Climate Modelling in Southeast Asia is Critical for Food Security
Published
Facing the challenge of climate change, countries in Southeast Asia need to make use of climate models to reduce crop losses and protect food security.
Southeast Asia’s farmers are dependent on seasonal rainfall and weather patterns to cultivate crops. Climate change is upending this. As a result, governments and countries need to adapt agricultural practices to protect food security. This includes upping their game in the realm of climate modelling.
The warnings are stark. The ASEAN State of Climate Change Report 2021 has identified agriculture as a highly vulnerable sector. Current Nationally Determined Contributions (NDCs) submitted before COP26 is projected to lead to 2.8 degree Celsius of warming by 2100.

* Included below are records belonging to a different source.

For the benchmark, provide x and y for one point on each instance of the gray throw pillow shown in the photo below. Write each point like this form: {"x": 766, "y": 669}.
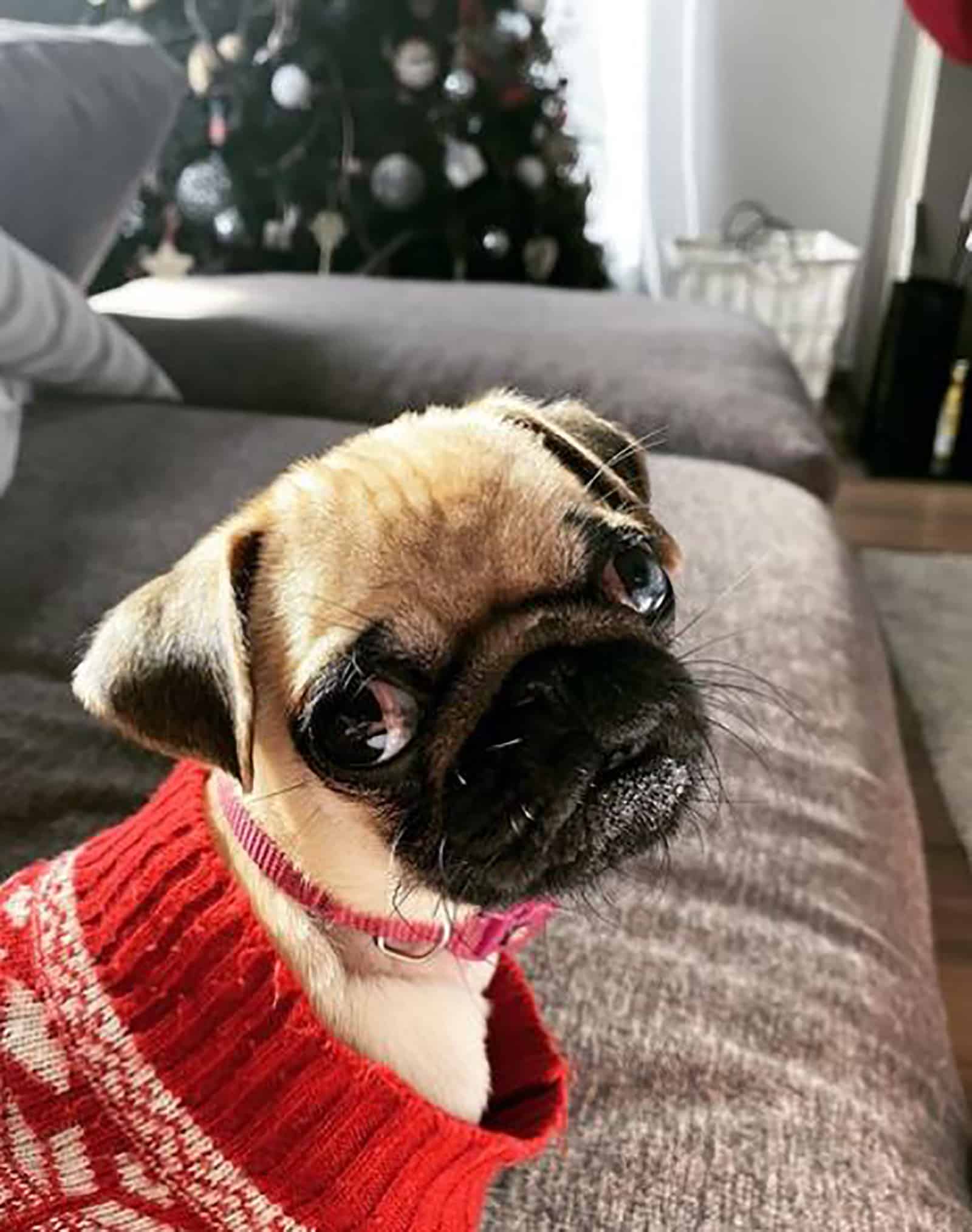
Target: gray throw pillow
{"x": 83, "y": 116}
{"x": 13, "y": 396}
{"x": 51, "y": 336}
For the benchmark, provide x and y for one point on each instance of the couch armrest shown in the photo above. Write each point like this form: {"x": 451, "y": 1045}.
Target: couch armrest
{"x": 711, "y": 385}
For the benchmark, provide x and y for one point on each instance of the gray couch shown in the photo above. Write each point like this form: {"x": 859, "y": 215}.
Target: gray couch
{"x": 753, "y": 1023}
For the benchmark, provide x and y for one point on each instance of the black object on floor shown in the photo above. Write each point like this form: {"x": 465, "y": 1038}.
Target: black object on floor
{"x": 912, "y": 376}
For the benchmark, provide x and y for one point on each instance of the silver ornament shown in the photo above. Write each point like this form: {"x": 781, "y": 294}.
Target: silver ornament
{"x": 532, "y": 171}
{"x": 540, "y": 256}
{"x": 202, "y": 64}
{"x": 460, "y": 85}
{"x": 464, "y": 164}
{"x": 204, "y": 189}
{"x": 291, "y": 88}
{"x": 497, "y": 242}
{"x": 232, "y": 47}
{"x": 397, "y": 181}
{"x": 416, "y": 63}
{"x": 230, "y": 225}
{"x": 514, "y": 25}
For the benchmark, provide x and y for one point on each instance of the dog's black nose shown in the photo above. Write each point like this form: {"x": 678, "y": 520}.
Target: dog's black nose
{"x": 599, "y": 704}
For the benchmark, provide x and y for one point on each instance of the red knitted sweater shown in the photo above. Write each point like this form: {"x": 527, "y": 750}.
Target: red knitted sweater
{"x": 160, "y": 1067}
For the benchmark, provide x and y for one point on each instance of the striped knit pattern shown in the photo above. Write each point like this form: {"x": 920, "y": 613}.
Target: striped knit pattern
{"x": 50, "y": 336}
{"x": 477, "y": 937}
{"x": 160, "y": 1067}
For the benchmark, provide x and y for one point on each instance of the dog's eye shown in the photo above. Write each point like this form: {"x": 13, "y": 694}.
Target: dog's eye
{"x": 635, "y": 578}
{"x": 365, "y": 727}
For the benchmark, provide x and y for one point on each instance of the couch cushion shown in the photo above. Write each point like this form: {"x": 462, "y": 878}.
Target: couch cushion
{"x": 710, "y": 384}
{"x": 756, "y": 1029}
{"x": 83, "y": 114}
{"x": 50, "y": 336}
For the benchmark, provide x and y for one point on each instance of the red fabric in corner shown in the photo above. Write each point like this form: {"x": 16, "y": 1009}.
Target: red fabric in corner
{"x": 949, "y": 22}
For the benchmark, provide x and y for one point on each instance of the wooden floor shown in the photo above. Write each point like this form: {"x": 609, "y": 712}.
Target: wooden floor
{"x": 931, "y": 518}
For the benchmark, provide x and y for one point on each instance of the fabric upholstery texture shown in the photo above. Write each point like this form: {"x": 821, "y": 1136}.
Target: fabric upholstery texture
{"x": 83, "y": 115}
{"x": 702, "y": 382}
{"x": 13, "y": 396}
{"x": 755, "y": 1029}
{"x": 924, "y": 602}
{"x": 50, "y": 336}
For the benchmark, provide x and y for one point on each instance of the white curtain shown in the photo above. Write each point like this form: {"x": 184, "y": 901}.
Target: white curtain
{"x": 631, "y": 69}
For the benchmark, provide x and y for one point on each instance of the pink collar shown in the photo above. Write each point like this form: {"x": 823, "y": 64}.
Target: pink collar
{"x": 479, "y": 937}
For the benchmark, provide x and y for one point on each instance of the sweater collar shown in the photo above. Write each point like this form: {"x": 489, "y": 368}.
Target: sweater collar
{"x": 479, "y": 937}
{"x": 228, "y": 1031}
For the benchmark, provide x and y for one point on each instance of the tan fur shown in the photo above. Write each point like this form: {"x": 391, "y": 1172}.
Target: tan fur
{"x": 430, "y": 525}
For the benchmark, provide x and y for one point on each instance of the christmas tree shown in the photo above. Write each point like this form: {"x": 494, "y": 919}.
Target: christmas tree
{"x": 411, "y": 139}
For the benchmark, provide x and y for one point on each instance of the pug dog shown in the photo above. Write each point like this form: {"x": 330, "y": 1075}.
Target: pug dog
{"x": 431, "y": 672}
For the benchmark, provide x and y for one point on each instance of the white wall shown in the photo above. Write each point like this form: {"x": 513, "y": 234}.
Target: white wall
{"x": 790, "y": 100}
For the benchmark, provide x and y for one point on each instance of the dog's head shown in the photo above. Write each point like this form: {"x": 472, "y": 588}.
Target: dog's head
{"x": 454, "y": 631}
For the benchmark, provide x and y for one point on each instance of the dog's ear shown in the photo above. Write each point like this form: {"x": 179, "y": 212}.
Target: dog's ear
{"x": 170, "y": 664}
{"x": 605, "y": 458}
{"x": 599, "y": 452}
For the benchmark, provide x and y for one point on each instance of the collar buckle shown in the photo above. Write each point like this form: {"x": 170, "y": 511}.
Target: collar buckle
{"x": 388, "y": 950}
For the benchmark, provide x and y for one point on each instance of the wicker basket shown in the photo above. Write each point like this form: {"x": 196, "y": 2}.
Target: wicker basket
{"x": 796, "y": 283}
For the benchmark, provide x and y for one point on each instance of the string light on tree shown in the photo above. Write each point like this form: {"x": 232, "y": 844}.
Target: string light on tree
{"x": 460, "y": 85}
{"x": 416, "y": 64}
{"x": 230, "y": 225}
{"x": 232, "y": 47}
{"x": 279, "y": 232}
{"x": 416, "y": 139}
{"x": 514, "y": 25}
{"x": 328, "y": 230}
{"x": 201, "y": 68}
{"x": 497, "y": 243}
{"x": 540, "y": 256}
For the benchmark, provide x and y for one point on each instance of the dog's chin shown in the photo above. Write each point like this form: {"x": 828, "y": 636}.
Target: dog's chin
{"x": 621, "y": 814}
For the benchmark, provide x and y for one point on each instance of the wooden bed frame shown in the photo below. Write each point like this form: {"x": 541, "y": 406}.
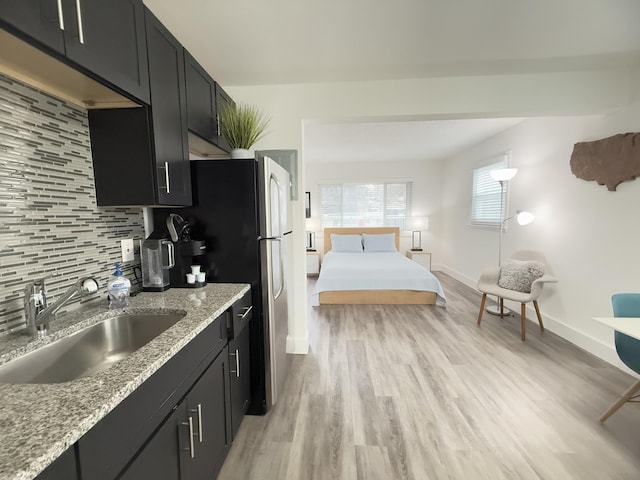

ASEAN governments have ramped up near-term weather forecasting (next days, weeks or months) and communications to improve farmer and business decision-making to reduce crop losses. For example, the Lao Climate Service for Agriculture (LaCSA) provides agrometeorology services with 3-hour, 7-day and 3-6 month weather forecasts useful for decision making on irrigation, planting and harvesting. The forecasts are disseminated through channels such as bulletins, television, WhatsApp, Facebook and YouTube. International organisations have sought to strengthen forecasting capabilities through capacity building. This includes the World Meteorological Organisation (WMO), the ASEAN Specialised Meteorological Centre (ASCM), as well as those offered by ASEAN dialogue partners.
However, to be food secure, ASEAN countries need to understand how climates will change in 20- or even 50-year time frames, as climate change’s impact on agriculture is projected to lead to a 6 per cent decline in the region’s GDP if countries do not adapt. Climate modelling is needed to facilitate land-use planning, develop infrastructure, or divert funding for crop resilience research. To do so requires access to local- and national-level climate scenarios for impact assessment and decision-making. This can only be developed through the use of high-resolution climate models.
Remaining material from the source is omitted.